# Shimano E8000 vs. EP8 - how are they the same and different



## Francis Cebedo (Aug 1, 1996)

I'm making a video on this subject. Anyone try both? I've had a lot of time on both but wanted to hear from others about their experiences.

It should help others decide whether to spend extra for the EP8. And if the EP8 can now compete or is better than Specialized motors or Bosch or others.

fc


----------



## Bigwheel (Jan 12, 2004)

I'll take a shot. One rattles and the other doesn't?


----------



## RickBullottaPA (Mar 4, 2015)

Bigwheel said:


> I'll take a shot. One rattles and the other doesn't?

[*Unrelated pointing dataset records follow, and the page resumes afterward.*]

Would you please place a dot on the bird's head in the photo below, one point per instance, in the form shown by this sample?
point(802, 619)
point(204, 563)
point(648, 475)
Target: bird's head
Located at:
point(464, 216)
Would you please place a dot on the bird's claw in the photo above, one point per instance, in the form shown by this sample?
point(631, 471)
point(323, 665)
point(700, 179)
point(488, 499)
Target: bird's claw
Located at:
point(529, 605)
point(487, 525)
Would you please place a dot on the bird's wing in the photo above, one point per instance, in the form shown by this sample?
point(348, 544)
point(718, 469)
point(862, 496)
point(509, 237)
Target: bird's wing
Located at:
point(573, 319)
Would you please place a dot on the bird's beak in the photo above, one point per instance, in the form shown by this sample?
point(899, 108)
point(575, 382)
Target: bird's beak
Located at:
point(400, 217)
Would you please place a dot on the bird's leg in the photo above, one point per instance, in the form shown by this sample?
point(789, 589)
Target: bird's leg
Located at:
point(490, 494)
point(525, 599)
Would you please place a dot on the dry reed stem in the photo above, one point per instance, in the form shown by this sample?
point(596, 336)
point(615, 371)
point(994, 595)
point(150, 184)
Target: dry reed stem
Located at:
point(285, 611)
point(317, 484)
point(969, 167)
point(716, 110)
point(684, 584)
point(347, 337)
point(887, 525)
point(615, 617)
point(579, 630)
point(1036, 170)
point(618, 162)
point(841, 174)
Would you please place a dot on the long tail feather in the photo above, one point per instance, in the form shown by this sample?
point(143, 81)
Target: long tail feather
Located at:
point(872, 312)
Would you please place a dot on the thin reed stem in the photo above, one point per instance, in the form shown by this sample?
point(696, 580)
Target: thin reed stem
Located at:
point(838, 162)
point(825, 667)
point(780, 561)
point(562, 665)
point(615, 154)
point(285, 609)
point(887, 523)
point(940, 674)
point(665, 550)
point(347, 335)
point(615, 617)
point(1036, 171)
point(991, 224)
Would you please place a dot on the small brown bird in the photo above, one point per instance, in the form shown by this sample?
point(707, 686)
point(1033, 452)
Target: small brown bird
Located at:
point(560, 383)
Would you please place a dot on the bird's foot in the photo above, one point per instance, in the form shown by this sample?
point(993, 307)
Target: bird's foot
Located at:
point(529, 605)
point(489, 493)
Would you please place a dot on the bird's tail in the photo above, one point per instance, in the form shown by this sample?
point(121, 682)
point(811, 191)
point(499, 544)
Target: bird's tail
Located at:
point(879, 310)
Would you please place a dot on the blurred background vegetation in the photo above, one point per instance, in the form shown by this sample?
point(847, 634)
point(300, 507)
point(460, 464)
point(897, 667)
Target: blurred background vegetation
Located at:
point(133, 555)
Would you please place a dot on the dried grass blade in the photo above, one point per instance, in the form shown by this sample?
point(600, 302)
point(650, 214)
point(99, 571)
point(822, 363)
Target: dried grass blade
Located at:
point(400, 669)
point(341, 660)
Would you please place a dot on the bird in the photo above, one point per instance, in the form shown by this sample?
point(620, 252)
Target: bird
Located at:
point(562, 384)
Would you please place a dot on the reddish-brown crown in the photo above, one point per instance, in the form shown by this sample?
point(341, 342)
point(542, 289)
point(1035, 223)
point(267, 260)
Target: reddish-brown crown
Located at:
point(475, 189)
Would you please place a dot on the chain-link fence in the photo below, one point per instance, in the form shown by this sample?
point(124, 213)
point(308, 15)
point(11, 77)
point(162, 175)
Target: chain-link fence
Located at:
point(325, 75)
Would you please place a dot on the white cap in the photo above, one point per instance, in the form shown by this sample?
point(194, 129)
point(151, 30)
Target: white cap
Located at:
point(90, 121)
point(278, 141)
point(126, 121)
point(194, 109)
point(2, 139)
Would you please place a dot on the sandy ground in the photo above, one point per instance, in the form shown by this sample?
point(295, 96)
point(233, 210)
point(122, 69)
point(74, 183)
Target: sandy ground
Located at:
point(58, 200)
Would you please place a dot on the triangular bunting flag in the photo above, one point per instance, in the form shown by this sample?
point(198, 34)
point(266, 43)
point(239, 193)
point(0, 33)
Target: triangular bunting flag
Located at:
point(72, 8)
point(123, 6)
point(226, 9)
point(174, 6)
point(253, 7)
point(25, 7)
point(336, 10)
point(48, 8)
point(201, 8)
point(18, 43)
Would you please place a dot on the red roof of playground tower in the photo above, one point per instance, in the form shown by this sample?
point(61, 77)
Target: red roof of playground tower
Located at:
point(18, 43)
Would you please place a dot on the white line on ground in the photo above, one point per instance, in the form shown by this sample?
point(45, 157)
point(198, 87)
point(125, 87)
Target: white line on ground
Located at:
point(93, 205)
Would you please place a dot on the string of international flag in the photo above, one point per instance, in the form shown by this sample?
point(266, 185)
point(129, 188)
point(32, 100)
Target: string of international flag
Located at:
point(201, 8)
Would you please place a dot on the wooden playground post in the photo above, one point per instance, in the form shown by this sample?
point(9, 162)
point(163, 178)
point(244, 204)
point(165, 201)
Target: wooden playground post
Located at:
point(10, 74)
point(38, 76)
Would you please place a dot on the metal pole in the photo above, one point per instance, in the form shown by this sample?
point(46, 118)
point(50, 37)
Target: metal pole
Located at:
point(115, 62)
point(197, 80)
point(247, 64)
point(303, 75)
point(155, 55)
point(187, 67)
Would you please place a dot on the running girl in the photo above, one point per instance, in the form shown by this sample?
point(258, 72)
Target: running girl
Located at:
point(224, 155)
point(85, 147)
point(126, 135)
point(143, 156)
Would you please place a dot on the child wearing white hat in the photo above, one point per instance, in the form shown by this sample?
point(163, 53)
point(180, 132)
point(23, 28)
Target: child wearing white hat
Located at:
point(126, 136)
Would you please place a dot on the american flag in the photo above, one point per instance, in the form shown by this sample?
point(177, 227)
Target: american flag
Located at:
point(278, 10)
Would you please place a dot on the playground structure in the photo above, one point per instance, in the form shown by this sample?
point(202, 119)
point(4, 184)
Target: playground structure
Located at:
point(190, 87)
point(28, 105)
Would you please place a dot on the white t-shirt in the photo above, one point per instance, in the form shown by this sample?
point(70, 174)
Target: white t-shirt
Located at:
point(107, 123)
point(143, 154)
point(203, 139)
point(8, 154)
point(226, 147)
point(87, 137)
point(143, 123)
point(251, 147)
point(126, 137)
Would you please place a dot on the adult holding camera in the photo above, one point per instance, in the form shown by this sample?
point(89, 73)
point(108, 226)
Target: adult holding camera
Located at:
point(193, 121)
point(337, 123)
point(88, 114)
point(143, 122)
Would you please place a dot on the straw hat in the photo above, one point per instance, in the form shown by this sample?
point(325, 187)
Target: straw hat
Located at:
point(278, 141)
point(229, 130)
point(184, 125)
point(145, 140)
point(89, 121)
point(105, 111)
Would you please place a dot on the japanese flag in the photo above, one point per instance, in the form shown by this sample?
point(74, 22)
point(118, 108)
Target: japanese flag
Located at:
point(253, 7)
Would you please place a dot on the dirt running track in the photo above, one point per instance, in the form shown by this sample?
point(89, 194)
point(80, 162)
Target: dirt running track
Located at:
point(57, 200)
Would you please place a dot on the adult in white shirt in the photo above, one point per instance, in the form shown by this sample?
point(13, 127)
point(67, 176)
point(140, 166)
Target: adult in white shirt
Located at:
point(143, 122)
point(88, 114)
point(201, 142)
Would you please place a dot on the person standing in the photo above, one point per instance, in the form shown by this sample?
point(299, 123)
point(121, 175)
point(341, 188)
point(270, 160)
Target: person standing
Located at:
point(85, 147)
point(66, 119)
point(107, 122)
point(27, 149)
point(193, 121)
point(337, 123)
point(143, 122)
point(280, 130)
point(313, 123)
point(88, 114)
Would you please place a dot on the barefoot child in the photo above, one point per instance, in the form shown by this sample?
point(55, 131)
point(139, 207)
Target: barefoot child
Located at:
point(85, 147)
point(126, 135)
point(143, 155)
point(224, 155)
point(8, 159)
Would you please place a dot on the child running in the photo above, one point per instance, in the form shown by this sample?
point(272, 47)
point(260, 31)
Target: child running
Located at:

Rephrased: One disengages fully and one doesn't.


----------



## Varaxis (Mar 16, 2010)

New updated clutch system. They used a sprag clutch in the e8000. Known to be pretty heavy and not fully disengaging. What'd they switch to? A roller-bearing clutch? Torque can change due to the gear ratios inside. Noise can be reduced by using maybe a plastic gear too. Kind of wary about any claims of being lighter weight, as there's always trade-offs somehow. That skidplate has to add a bunch of weight back.

The ep8 bike I'm looking at doesn't release until summer '21 or so, Marin Alpine Trail E2 (size M). Got over 8600 miles on an E8000.


----------



## mtbbiker (Apr 8, 2004)

My buddy has been on a Bullit for about a month. I asked him about the rattle and he said what rattle? I told him the EP8 is known to rattle when cruising and not pedaling. He‘s now listening for the rattle, but yet to hear it. Loves the bike!


----------